Realisme klasik merupakan teori arus utama dalam perspektif realisme dalam studi Hubungan Internasional (HI).
Realisme klasik berbeda dengan teori neorealisme dan realisme neoklasik. Namun, dua teori terakhir bertumpu pada realisme klasik terutama asumsi dasarnya.
Tulisan ini mengulas seringkas mungkin apa itu teori realisme klasik dalam hubungan internasional termasuk latar belakang kemunculannya, asumsi dasar, fokus analisis, dan tokoh utamanya.
Apa itu realisme klasik hubungan internasional?
Pada dasarnya, realisme klasik adalah teori tradisional dalam studi HI yang berfokus pada isu keamanan nasional dan perjuangan meraih kekuasaan. Ia tradisional atau klasik dalam arti pendekatan dalam menjelaskan atau memahami fenomena bertumpu pada catatan sejarah dan pemikiran filsafat, bukan pendekatan ilmiah yang sistematis.
Munculnya realisme klasik dan alasannya
Kapan realisme klasik muncul dalam studi Hubungan Internasional?
Menurut Krud Erik Jørgensen (2018), realisme klasik muncul sejak 1930-an hingga 1980-an. Pada rentang waktu tersebut, dekade 1950-an merupakan masa kejayaan realisme klasik (Jørgensen, 2018, hlm. 89).
Lalu, apa yang melatarbelakangi kemunculannya dalam HI?
Realisme klasik mengkritik teori idealisme yang optimistis terhadap kemungkinan tercapainya perdamaian dunia. Kebalikan dari itu, realisme klasik umumnya pesimis akan dunia yang damai.
Menurut anggapan idealisme, khususnya pemikiran Woodrow Wilson, perdamaian dunia bisa dicapai dengan membentuk organisasi internasional yang akan mengakhiri perang ketika itu (Jackson & Sørensen, 2014).
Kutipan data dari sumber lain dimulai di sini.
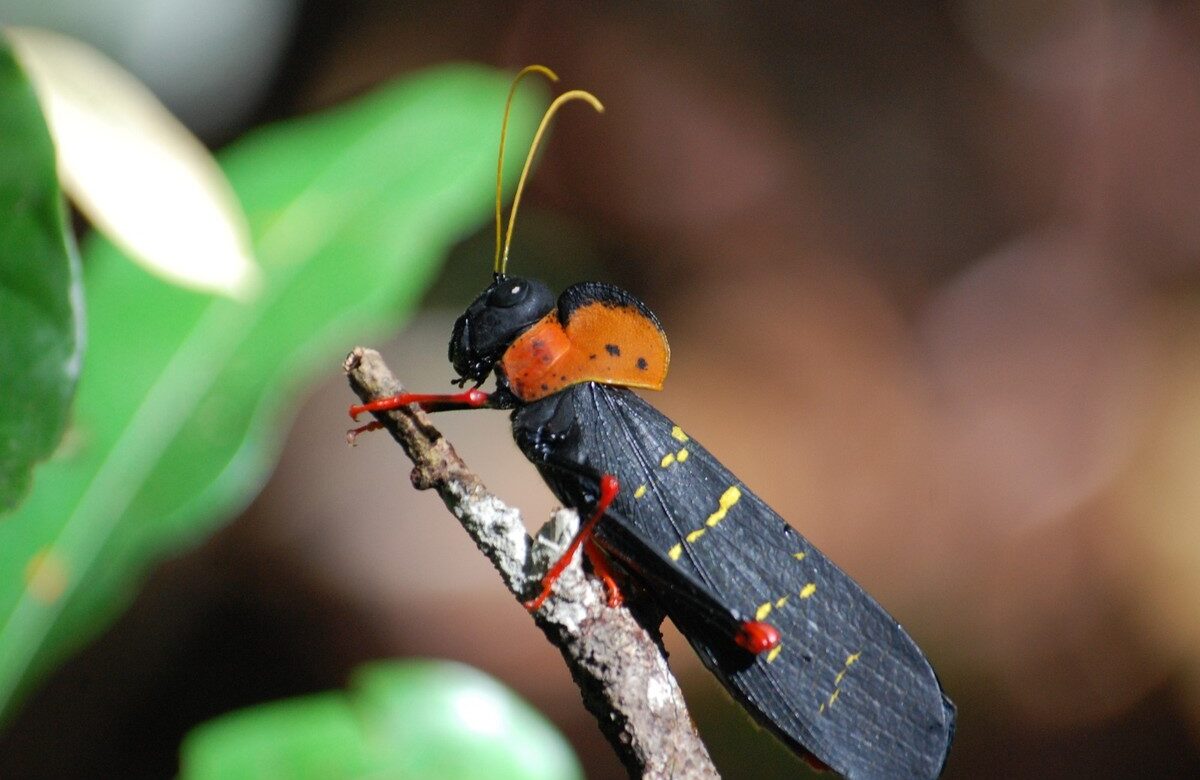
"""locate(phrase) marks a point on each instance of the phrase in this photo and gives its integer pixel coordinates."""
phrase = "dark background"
(930, 276)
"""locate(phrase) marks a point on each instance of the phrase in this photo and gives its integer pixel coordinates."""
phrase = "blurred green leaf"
(412, 719)
(40, 317)
(133, 169)
(178, 415)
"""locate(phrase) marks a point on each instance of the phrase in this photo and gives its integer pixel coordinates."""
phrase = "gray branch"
(619, 666)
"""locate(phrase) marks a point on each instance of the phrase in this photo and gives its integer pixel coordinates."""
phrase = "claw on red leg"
(609, 489)
(471, 399)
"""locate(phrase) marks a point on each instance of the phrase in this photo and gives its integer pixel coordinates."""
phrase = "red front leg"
(473, 399)
(609, 489)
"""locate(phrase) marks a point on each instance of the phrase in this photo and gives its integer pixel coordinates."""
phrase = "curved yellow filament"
(504, 132)
(565, 97)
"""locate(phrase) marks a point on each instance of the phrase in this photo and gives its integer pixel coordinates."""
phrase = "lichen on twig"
(617, 663)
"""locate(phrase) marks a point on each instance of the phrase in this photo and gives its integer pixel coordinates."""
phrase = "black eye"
(508, 294)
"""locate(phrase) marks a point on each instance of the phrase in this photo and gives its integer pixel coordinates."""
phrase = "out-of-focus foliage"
(40, 339)
(135, 171)
(413, 719)
(178, 413)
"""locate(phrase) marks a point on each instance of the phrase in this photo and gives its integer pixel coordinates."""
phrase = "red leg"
(471, 399)
(600, 565)
(354, 433)
(609, 487)
(756, 636)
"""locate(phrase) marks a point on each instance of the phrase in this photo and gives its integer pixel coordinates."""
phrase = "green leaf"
(412, 719)
(40, 299)
(133, 169)
(179, 408)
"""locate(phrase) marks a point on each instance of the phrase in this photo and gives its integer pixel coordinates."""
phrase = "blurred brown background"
(930, 273)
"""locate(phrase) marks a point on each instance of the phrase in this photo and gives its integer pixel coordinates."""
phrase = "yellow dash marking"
(47, 576)
(729, 498)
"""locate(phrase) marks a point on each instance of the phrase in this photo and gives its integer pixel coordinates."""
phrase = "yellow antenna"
(504, 132)
(565, 97)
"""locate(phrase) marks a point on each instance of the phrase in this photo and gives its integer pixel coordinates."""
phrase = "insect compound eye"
(509, 293)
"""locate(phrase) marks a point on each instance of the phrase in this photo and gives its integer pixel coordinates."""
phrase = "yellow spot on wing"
(729, 498)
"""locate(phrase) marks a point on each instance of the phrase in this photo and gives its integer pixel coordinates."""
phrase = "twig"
(618, 665)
Ide organisasi internasional terwujud melalui Liga Bangsa-Bangsa pada 10 Januari 1920. Namun, ide mulia itu retak dengan timbulnya Perang Dunia II, ketika Jerman menginvasi Polandia pada 1 September 1939.
Perang tersebut kian mengukuhkan pandangan realisme sebagai perspektif yang lebih tepat dalam memandang politik internasional.
Akan tetapi, realisme klasik merupakan teori tradisional karena menitikberatkan pada pendekatan sejarah dan filsafat. Dengan kalimat lain, ketradisionalannya itu karena konteks kemunculannya dalam studi HI sebelum revolusi behavioral dalam ilmu politik (Bakry, 2019).
Tujuan revolusi itu adalah untuk menggantikan ilmu sosial (termasuk politik dan hubungan internasional) menjadi ilmu yang berlandaskan saintifik, yakni melalui metode ilmiah.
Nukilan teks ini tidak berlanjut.